Both following Hegel and opposed to him, Heidegger proposes Descartes as the moment when the “sovereignty of the subject” is established (in philosophy), inaugurating the discourse of modernity. This supposes that man, or rather the ego, is determined and conceived of as subject (subjectum).
Doubtless, from one text to another, and sometimes even within the same “text” (I am primarily referring here to the Nietzsche of 1939–46), Heidegger nuances his formulation. At one moment he positively affirms that in Descartes’s Meditations (which he cites in Latin) the ego as consciousness (which he explicates as cogito me cogitare) is posited, founded as the subjectum (that which in Greek is called the hypokeimenon). This also has the correlative effect of identifying, for all modern philosophy, the hypokeimenon and the foundation of being with the being of the subject of thought, the other of the object. At another moment he is content to point out that this identification is implicit in Descartes, and that we must wait for Leibniz to see it made explicit (“called by its own name”) and reflected as the identity of reality and representation, in its difference with the traditional conception of being.
Is this nuance decisive? It would be difficult to find the slightest reference to the “subject” as subjectum in the Meditations, and that in general the thesis that would posit the ego or the “I think/I am” (or the “I am a thinking thing”) as subject, either in the sense of hypokeimenon or in the sense of the future Subjekt (opposed to Gegenstandlichkeit), does not appear anywhere in Descartes. By evoking an implicit definition, one that awaits its formulation, and thus a teleology of the history of philosophy (a lag of consciousness, or rather of language), Heidegger only makes his position more untenable, if only because Descartes’s position is actually incompatible with this concept. This can easily be verified by examining both Descartes’s use of the noun “subject” and the fundamental reasons why he does not name the thinking substance or “thinking thing” “subject.”

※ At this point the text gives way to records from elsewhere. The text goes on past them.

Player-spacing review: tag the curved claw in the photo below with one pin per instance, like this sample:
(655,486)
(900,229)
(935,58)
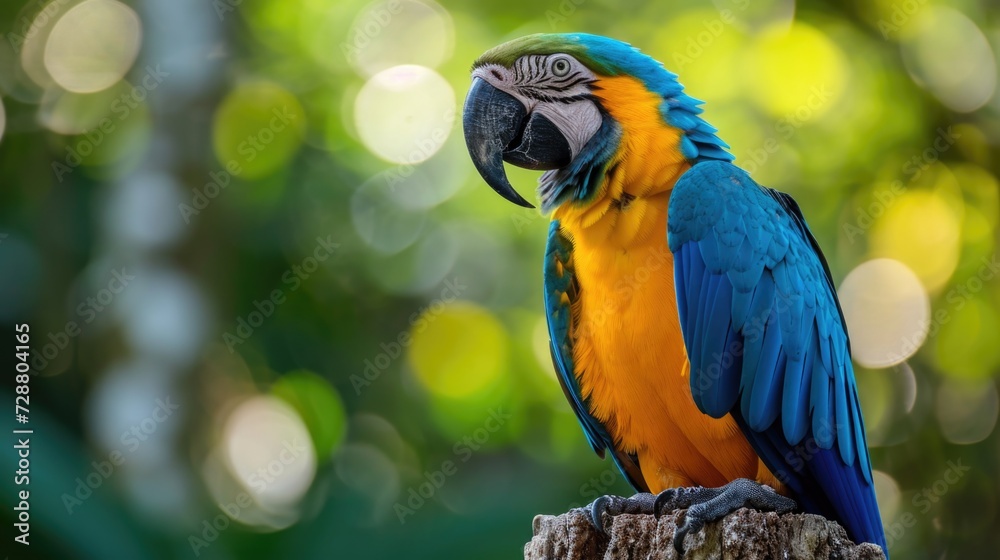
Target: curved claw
(663,501)
(706,505)
(597,510)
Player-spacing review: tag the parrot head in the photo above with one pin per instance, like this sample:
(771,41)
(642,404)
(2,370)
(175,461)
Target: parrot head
(564,103)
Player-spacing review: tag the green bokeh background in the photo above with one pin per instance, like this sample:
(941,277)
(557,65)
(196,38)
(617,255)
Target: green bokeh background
(401,303)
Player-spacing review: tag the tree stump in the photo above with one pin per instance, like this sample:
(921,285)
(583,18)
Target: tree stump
(743,535)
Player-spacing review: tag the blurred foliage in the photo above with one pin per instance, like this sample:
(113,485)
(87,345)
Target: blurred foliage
(212,201)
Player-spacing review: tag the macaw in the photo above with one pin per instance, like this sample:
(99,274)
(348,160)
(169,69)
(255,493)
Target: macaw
(693,319)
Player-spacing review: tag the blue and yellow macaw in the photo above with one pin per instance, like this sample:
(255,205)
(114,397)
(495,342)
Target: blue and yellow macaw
(693,320)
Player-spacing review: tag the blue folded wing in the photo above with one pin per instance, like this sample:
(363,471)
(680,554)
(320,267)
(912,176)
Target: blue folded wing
(767,340)
(561,290)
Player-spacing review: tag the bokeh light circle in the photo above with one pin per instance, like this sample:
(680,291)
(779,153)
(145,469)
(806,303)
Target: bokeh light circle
(394,32)
(258,127)
(922,230)
(796,73)
(887,312)
(405,114)
(268,450)
(948,55)
(93,45)
(967,410)
(458,349)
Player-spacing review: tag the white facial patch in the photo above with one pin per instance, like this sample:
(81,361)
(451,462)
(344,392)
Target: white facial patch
(556,86)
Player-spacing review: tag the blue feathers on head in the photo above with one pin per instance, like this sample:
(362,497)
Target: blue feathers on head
(610,57)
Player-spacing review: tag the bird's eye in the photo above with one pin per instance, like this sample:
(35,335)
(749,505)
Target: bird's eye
(560,67)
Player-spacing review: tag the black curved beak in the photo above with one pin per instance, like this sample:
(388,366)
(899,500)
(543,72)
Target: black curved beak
(499,128)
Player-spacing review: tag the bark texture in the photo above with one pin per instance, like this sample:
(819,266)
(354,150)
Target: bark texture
(743,535)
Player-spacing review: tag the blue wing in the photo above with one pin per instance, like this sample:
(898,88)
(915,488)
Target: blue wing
(561,289)
(767,340)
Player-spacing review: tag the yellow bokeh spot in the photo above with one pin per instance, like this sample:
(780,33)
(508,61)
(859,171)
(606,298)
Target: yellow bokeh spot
(967,343)
(257,129)
(458,349)
(887,312)
(921,230)
(795,73)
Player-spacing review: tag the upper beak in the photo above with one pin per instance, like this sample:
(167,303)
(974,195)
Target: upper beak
(499,128)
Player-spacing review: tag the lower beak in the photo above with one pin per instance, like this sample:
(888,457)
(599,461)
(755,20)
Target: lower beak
(499,128)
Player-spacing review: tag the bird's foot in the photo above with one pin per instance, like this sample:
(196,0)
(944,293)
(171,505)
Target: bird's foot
(603,509)
(705,505)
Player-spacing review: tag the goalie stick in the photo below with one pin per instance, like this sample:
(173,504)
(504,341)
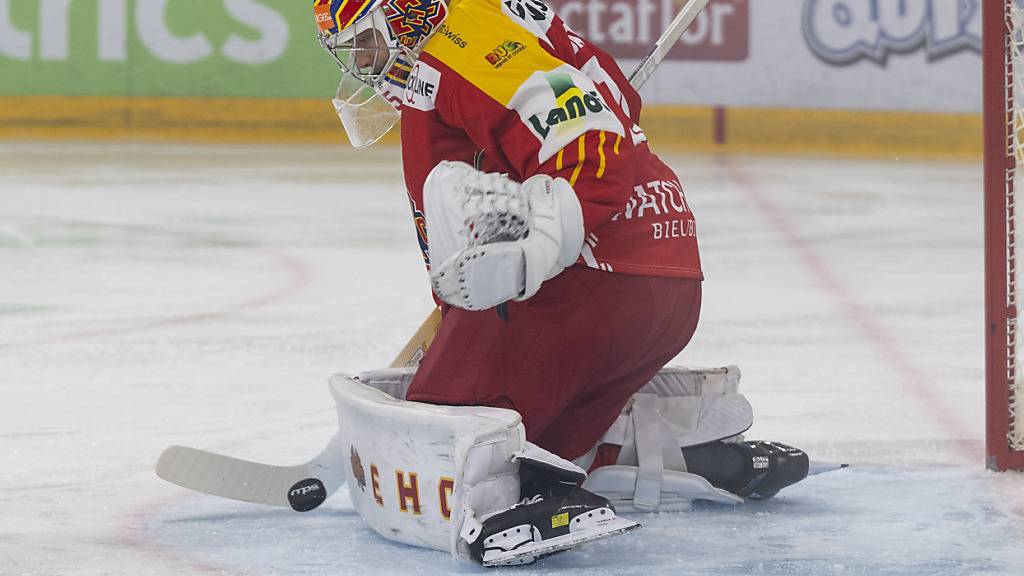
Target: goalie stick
(669,38)
(305,486)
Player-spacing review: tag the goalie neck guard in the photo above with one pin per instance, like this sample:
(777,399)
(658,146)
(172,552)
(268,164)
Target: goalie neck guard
(375,43)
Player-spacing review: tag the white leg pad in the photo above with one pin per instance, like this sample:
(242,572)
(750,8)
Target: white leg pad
(427,475)
(420,471)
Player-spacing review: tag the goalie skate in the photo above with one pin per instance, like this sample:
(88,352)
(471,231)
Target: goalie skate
(544,525)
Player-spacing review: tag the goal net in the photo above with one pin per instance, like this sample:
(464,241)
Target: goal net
(1004,110)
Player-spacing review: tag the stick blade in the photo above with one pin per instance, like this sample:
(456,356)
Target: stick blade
(233,478)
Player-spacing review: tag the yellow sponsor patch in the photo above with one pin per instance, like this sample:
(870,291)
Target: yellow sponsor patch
(478,42)
(560,520)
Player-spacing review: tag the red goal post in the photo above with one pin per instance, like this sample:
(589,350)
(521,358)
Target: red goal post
(1004,131)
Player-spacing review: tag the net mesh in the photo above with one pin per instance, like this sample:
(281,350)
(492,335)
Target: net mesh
(1015,141)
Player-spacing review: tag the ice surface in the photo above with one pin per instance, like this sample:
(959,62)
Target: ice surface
(203,295)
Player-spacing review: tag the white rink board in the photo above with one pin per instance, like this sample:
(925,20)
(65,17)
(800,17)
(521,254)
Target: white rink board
(859,54)
(203,295)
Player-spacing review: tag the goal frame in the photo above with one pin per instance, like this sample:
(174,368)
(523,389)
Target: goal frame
(1000,257)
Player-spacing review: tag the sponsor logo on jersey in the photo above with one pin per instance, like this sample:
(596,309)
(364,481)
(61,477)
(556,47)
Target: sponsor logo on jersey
(570,104)
(665,203)
(504,52)
(325,21)
(452,36)
(421,87)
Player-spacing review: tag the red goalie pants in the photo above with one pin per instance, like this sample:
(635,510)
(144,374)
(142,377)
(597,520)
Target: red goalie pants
(567,359)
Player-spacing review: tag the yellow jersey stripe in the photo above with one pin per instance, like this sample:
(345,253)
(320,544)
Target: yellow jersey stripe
(583,157)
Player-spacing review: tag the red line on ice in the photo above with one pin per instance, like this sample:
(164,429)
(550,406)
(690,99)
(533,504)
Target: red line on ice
(913,380)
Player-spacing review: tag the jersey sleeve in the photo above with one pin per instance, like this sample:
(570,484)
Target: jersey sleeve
(531,111)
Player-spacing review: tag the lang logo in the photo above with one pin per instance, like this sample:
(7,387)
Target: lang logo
(843,32)
(570,104)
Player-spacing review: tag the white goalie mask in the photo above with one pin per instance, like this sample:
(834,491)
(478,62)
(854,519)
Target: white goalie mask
(375,43)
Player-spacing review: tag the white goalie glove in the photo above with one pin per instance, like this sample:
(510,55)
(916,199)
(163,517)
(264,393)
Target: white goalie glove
(493,239)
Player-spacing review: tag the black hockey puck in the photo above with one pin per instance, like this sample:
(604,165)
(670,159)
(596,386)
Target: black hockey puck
(306,495)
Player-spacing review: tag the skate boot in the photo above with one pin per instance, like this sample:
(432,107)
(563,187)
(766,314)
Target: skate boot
(754,469)
(561,518)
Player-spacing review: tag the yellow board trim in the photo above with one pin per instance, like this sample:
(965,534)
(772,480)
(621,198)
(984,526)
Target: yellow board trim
(748,130)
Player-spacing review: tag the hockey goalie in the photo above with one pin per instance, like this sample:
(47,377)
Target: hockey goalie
(563,253)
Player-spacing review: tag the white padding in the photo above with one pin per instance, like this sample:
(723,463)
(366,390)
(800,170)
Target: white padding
(678,490)
(419,470)
(680,407)
(696,406)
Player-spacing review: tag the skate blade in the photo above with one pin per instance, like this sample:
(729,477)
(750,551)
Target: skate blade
(531,551)
(824,467)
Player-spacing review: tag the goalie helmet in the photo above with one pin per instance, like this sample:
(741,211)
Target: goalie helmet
(375,43)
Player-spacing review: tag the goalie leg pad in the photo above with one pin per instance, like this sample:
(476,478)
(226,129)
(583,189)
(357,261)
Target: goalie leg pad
(418,470)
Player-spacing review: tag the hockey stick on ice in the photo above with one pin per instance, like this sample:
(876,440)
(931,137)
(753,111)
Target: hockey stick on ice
(669,38)
(303,487)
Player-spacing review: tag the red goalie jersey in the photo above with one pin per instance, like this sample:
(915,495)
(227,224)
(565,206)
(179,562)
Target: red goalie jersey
(507,86)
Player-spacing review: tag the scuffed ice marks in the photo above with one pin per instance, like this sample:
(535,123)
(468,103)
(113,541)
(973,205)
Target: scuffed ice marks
(867,521)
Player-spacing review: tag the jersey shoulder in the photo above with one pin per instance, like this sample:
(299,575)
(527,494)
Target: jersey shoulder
(492,46)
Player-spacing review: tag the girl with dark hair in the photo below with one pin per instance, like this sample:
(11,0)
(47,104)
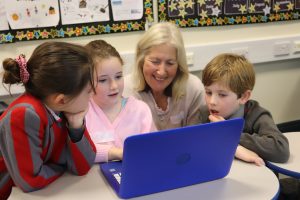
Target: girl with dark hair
(42,132)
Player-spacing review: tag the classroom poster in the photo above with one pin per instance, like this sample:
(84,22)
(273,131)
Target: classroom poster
(3,19)
(127,9)
(32,13)
(195,13)
(84,11)
(283,5)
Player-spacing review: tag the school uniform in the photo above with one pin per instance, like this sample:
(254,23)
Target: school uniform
(36,146)
(134,118)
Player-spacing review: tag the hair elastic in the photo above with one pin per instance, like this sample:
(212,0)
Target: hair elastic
(24,75)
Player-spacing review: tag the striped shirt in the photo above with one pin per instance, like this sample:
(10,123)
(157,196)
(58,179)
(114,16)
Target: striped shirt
(35,149)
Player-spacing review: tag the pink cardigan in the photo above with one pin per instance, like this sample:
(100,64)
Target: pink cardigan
(134,118)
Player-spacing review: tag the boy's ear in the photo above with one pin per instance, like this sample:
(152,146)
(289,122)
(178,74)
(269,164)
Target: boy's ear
(245,97)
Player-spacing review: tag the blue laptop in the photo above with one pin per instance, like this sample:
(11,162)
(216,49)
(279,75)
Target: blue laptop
(174,158)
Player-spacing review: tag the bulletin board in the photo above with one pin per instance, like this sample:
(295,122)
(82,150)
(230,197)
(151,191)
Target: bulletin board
(195,13)
(25,20)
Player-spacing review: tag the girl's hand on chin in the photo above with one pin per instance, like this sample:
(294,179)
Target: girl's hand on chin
(75,120)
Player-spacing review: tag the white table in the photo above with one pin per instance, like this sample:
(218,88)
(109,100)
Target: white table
(292,166)
(245,181)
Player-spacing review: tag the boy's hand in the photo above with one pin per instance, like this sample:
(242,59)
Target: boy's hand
(215,118)
(248,156)
(75,120)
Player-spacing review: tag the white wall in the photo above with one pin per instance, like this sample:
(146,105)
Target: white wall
(277,82)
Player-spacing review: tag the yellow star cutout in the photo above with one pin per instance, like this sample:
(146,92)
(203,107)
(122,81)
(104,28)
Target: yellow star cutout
(252,8)
(290,6)
(172,6)
(190,4)
(181,4)
(201,2)
(218,2)
(182,13)
(243,8)
(203,14)
(276,7)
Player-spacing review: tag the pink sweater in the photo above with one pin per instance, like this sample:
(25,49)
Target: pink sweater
(134,118)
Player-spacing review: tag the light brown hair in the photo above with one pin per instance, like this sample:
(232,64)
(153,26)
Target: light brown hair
(234,71)
(159,34)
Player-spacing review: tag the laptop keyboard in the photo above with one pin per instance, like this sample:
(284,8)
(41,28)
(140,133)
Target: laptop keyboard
(116,174)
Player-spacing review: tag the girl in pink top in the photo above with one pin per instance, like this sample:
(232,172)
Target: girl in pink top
(112,118)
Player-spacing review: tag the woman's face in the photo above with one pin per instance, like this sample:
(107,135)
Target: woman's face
(160,67)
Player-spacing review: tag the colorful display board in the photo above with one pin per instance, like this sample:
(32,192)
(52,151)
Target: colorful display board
(24,20)
(195,13)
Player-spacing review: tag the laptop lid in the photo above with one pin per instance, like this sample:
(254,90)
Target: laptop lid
(179,157)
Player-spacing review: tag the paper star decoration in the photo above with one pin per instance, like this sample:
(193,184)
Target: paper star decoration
(290,6)
(172,6)
(276,7)
(242,9)
(201,2)
(252,8)
(215,11)
(267,10)
(203,14)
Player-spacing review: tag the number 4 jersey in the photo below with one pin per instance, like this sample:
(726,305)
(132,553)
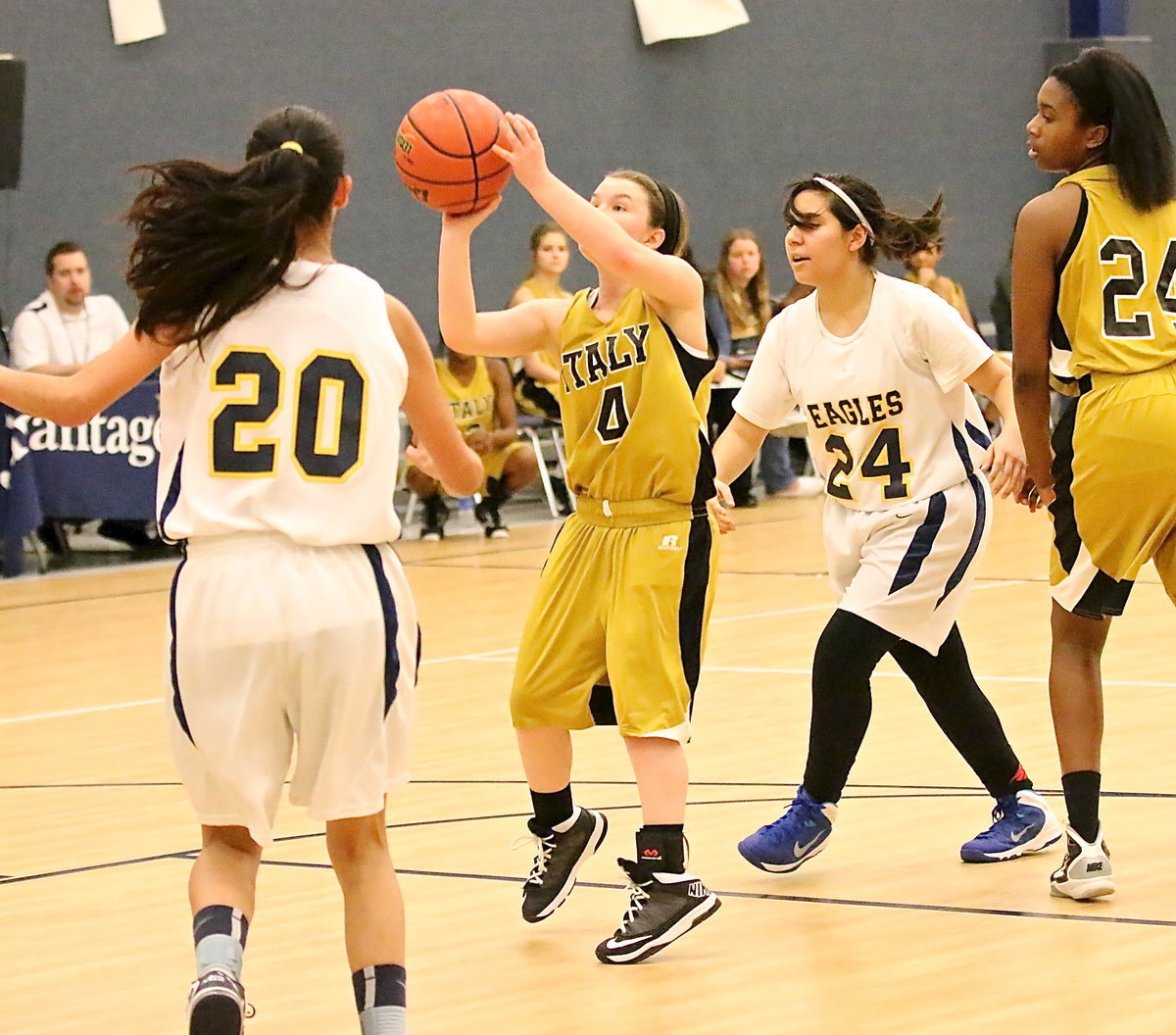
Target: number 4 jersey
(1116,299)
(288,419)
(891,420)
(634,406)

The problem of substance, as is well known, appears fairly late in the course of the Meditations. It is posited neither in the presentation of the cogito, nor when Descartes draws its fundamental epistemological consequence (that the soul knows itself “more evidently, distinctly, and clearly” than it knows the body), but rather in the third meditation, when he attempts to establish and to think the causal link between the “thinking thing” that the soul knows itself to be and God, the idea of whom is found immediately in itself as infinite being. But even here it is not a question of the subject. The term will appear only incidentally, in its scholastic meaning, in the “Responses to Objections,” set in the context of a discussion about the real difference between finite and infinite, as well as between thinking and extended substances; a problem for which the Principles will later furnish a properly formulated definition. Along with these discussions, we must consider that which concerns the union between body and soul, the “third substance” constitutive of individuality, the theory that will be elaborated in the “Sixth Meditation” and further developed in the Treatise on the Passions.